[Hardware] Enable Intel Gaudi (HPU) support by shepark · Pull Request #1066 · LMCache/LMCache

shepark · 2025-07-15T21:30:22Z

Enable Intel Gaudi HPU support.
There is corresponding PR (HabanaAI/vllm-fork#1369) in vllm-fork.
The PR in vllm-fork has examples utilizes lmcache. (ex: PD use case)
We need this changes in.

install lmcache based on hpu components
PT_HPU_GPU_MIGRATION=1 pip install -e .

YaoJiayi · 2025-07-17T05:48:03Z

+                hd_shape = h*d
+                for i in range(len(kvcaches)):
+                    kvcaches[i][0].view(b, hd_shape).index_copy_(0, slot_mapping[start:end], tmp_gpu_buffer[0][i])
+                    kvcaches[i][1].view(b, hd_shape).index_copy_(0, slot_mapping[start:end], tmp_gpu_buffer[1][i])

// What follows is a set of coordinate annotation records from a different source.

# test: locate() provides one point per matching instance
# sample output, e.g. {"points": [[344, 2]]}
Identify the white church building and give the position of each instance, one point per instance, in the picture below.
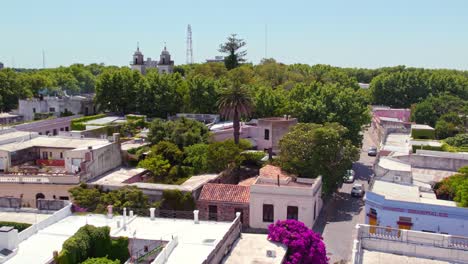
{"points": [[164, 65]]}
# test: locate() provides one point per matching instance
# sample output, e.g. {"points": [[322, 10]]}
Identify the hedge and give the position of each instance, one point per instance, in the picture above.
{"points": [[100, 261], [78, 123], [15, 225], [422, 134], [90, 242], [253, 158]]}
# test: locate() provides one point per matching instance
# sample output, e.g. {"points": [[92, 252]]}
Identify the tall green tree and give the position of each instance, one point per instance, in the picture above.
{"points": [[310, 150], [232, 47], [235, 102]]}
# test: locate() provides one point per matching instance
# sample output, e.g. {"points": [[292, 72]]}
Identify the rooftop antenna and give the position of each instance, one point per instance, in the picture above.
{"points": [[43, 59], [189, 45]]}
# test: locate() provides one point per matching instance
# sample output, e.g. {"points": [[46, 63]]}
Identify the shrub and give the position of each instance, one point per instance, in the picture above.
{"points": [[460, 140], [177, 200], [223, 155], [253, 158], [15, 225], [78, 123], [119, 249], [304, 245], [100, 261], [89, 242], [197, 157], [422, 134]]}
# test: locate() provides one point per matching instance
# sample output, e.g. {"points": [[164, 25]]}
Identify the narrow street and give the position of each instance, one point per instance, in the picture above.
{"points": [[340, 215]]}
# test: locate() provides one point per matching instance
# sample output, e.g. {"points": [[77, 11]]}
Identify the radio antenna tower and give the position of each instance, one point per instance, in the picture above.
{"points": [[43, 59], [189, 45]]}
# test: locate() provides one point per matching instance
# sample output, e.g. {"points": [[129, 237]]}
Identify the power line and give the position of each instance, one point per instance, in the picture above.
{"points": [[189, 45]]}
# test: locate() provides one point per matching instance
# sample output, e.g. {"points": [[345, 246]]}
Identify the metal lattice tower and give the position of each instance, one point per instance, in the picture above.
{"points": [[189, 45]]}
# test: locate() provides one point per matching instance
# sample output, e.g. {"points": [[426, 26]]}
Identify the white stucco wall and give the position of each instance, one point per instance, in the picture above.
{"points": [[281, 197], [428, 217]]}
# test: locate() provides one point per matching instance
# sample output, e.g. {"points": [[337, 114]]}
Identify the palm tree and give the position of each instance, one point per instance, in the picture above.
{"points": [[233, 103]]}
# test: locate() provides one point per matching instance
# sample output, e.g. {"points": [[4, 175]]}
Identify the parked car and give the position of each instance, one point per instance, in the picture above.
{"points": [[372, 151], [358, 190], [349, 176]]}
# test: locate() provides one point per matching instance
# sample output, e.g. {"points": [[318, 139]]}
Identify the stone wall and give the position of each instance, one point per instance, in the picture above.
{"points": [[226, 211]]}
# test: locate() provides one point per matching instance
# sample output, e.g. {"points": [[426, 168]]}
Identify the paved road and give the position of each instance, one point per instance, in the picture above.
{"points": [[339, 217]]}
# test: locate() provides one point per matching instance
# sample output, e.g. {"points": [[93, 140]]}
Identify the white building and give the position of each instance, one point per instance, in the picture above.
{"points": [[46, 167], [164, 65], [276, 195], [55, 105], [183, 240], [385, 245], [407, 207]]}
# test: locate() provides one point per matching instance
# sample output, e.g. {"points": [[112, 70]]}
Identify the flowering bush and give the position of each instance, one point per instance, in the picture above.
{"points": [[304, 245]]}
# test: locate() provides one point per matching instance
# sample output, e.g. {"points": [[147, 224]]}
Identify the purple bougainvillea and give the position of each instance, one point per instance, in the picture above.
{"points": [[304, 245]]}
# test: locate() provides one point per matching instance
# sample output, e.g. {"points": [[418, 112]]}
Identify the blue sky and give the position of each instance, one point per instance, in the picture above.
{"points": [[371, 33]]}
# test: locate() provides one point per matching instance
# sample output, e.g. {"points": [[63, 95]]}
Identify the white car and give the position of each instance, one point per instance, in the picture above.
{"points": [[358, 190], [349, 176]]}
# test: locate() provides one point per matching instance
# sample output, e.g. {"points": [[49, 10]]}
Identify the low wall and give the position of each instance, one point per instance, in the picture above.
{"points": [[411, 243], [54, 218], [225, 245], [166, 252], [10, 202]]}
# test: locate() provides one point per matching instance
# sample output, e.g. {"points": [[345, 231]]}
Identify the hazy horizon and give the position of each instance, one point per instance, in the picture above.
{"points": [[356, 34]]}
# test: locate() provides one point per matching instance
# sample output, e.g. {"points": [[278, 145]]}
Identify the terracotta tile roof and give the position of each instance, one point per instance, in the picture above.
{"points": [[225, 193], [270, 171]]}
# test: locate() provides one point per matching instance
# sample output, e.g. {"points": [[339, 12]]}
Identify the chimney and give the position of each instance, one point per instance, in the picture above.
{"points": [[8, 237], [152, 213], [195, 216], [116, 138]]}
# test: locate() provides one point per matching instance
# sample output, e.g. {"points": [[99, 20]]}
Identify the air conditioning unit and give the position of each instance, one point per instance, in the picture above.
{"points": [[271, 253]]}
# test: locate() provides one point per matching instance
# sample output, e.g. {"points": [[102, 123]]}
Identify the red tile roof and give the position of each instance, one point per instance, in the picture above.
{"points": [[270, 171], [225, 193]]}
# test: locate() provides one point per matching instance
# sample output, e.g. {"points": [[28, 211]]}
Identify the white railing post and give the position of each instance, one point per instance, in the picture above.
{"points": [[195, 216], [152, 213]]}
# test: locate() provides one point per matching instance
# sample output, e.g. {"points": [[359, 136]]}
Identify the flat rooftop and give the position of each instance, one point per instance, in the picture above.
{"points": [[104, 120], [252, 248], [23, 217], [394, 164], [196, 241], [397, 142], [16, 134], [406, 193], [55, 142], [421, 127], [117, 177], [372, 257]]}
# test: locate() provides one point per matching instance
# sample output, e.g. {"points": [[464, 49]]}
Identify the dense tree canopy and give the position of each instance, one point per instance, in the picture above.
{"points": [[310, 150]]}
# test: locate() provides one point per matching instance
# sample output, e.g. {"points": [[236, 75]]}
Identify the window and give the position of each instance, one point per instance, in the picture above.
{"points": [[239, 210], [267, 134], [212, 212], [292, 212], [268, 213]]}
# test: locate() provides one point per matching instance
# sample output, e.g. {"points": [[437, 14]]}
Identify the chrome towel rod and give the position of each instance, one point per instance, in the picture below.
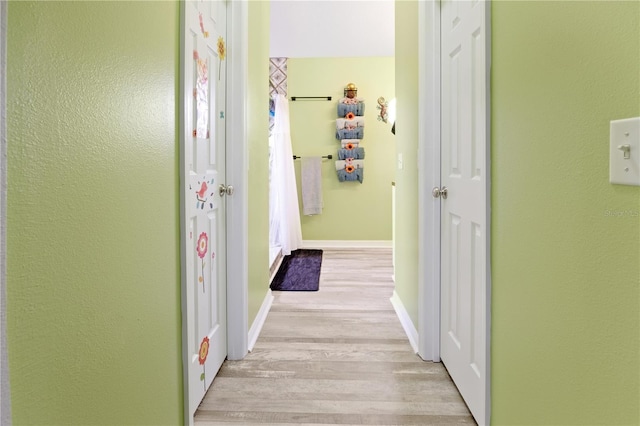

Instead of having a bunch of if-else (also the following), why not having an HPUConnector?

@YaoJiayi Thank you for the review and suggestion. That'd be good too.
Simply, the changes here is for providing different path when lmc_ops is not exist, for kv cache transfer as you know.
Right, it looks "bunch of" but it's clearly distinguishable and only in "to_gpu" and "from_gpu".
If we have new hpu_connector, then there might be much more codes to select hpu_connector in case in multiple locations.
But, this is the first changes, so we will consider to have separate connector for hpu definitely.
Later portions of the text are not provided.